Christine Masuda pictureChristine’s interest in medical research began with a histology project in high school and has deepened throughout her undergraduate years. She was her high school valedictorian, and won a prestigious Washington Scholars award for tuition at any college or university in the state as a high school senior. Her ultimate goal is to become a physician-scientist, linking clinical medicine and basic biology. She states: “I want to practice medicine with the analytical skills learned from research and to conduct research with human faces behind my motivation.” Her mentor ranks her among the very best students he has taught, speaks highly of Christine’s talent for research, and the critical timing of this award: “I believe that Christine has reached a defining moment in her undergraduate training as she embarks on an increasingly independent trajectory.” Christine’s award will provide support for research supplies and conference travel.

Mentor: Prof. Peter Rabinovitch, Department of Pathology

Project Title: Possible neuroprotective effects of mitochondrially-targeted catalase in the 3-NP model of acute oxidative stress

Abstract: There is considerable evidence that oxidative stress, resulting from exogenous and endogenous free radicals, has a causal role in aging and age-related disease, in particular, neurodegenerative diseases. The mitochondria have been shown to be the foremost site of endogenous free radical production. To further investigate this, we will study a transgenic mouse that expresses human catalase (an antioxidant enzyme) that is targeted to the mitochondria. This transgenic mouse demonstrates a 20% increase in life span and decreases in age-related pathology in the heart and possibly skeletal muscle. While there is research underway focusing on heart and skeletal muscle, this project will specifically relate to the brain, which has not yet been examined.

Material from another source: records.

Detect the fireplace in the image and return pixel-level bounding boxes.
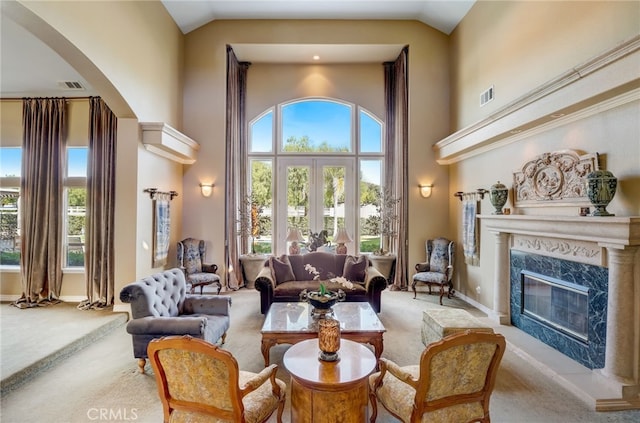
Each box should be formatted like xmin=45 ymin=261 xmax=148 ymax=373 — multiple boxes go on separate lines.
xmin=521 ymin=270 xmax=589 ymax=342
xmin=510 ymin=249 xmax=608 ymax=369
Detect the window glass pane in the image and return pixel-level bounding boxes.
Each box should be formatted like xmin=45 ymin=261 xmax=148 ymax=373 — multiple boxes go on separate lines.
xmin=0 ymin=188 xmax=20 ymax=266
xmin=66 ymin=188 xmax=87 ymax=267
xmin=360 ymin=110 xmax=382 ymax=153
xmin=322 ymin=166 xmax=345 ymax=241
xmin=358 ymin=160 xmax=382 ymax=253
xmin=67 ymin=147 xmax=89 ymax=178
xmin=249 ymin=111 xmax=273 ymax=153
xmin=282 ymin=100 xmax=352 ymax=152
xmin=250 ymin=160 xmax=273 ymax=254
xmin=0 ymin=147 xmax=22 ymax=177
xmin=287 ymin=166 xmax=318 ymax=239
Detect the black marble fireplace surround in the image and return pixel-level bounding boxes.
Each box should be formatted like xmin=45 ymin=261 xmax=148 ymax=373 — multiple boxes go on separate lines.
xmin=510 ymin=249 xmax=609 ymax=369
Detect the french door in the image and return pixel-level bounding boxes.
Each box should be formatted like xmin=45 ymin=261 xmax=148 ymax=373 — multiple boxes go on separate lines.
xmin=275 ymin=156 xmax=357 ymax=254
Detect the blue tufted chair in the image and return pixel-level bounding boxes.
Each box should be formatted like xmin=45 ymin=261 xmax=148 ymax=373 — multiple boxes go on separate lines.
xmin=120 ymin=268 xmax=231 ymax=373
xmin=411 ymin=238 xmax=455 ymax=305
xmin=178 ymin=238 xmax=222 ymax=294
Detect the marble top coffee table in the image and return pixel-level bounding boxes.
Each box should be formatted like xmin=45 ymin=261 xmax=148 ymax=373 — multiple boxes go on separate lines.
xmin=260 ymin=302 xmax=386 ymax=367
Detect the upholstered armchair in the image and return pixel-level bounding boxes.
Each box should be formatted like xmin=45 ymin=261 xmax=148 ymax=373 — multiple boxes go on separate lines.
xmin=369 ymin=331 xmax=506 ymax=423
xmin=411 ymin=238 xmax=455 ymax=305
xmin=148 ymin=336 xmax=287 ymax=423
xmin=120 ymin=268 xmax=231 ymax=373
xmin=178 ymin=238 xmax=222 ymax=294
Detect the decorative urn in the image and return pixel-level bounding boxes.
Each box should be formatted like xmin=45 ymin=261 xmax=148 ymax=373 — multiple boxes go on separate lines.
xmin=489 ymin=181 xmax=509 ymax=214
xmin=586 ymin=170 xmax=618 ymax=216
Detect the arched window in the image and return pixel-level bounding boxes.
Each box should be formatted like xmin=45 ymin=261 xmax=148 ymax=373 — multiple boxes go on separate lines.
xmin=245 ymin=98 xmax=384 ymax=254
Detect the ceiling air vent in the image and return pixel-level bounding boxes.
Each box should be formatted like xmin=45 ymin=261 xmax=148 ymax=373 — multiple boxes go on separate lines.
xmin=58 ymin=81 xmax=84 ymax=91
xmin=480 ymin=85 xmax=493 ymax=107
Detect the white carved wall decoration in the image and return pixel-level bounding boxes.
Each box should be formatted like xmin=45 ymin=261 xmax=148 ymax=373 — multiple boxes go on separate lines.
xmin=513 ymin=150 xmax=599 ymax=207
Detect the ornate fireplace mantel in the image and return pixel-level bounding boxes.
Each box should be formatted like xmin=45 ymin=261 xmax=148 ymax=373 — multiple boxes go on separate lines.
xmin=478 ymin=215 xmax=640 ymax=410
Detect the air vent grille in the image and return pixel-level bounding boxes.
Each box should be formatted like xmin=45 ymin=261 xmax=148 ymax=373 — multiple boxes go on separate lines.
xmin=480 ymin=85 xmax=493 ymax=106
xmin=58 ymin=81 xmax=84 ymax=91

One model that can test the importance of mCAT expression in the brain is the 3-nitropropionic (3-NP) model of acute oxidative stress. 3-NP is an irreversible inhibitor of succinate dehydrogenase, complex II in the electron transport chain of the mitochondria. 3-NP has been used by other investigators to recapitulate the clinical features of Huntington’s Disease, another age-related neurodegenerative disorder. These investigators have demonstrated that 3-NP produces selective striatal lesions that are attributed to neurotoxic effects of oxidative damage. In this study, we will investigate the possible neuroprotective effects of the mCAT compared to WT in the 3-NP model.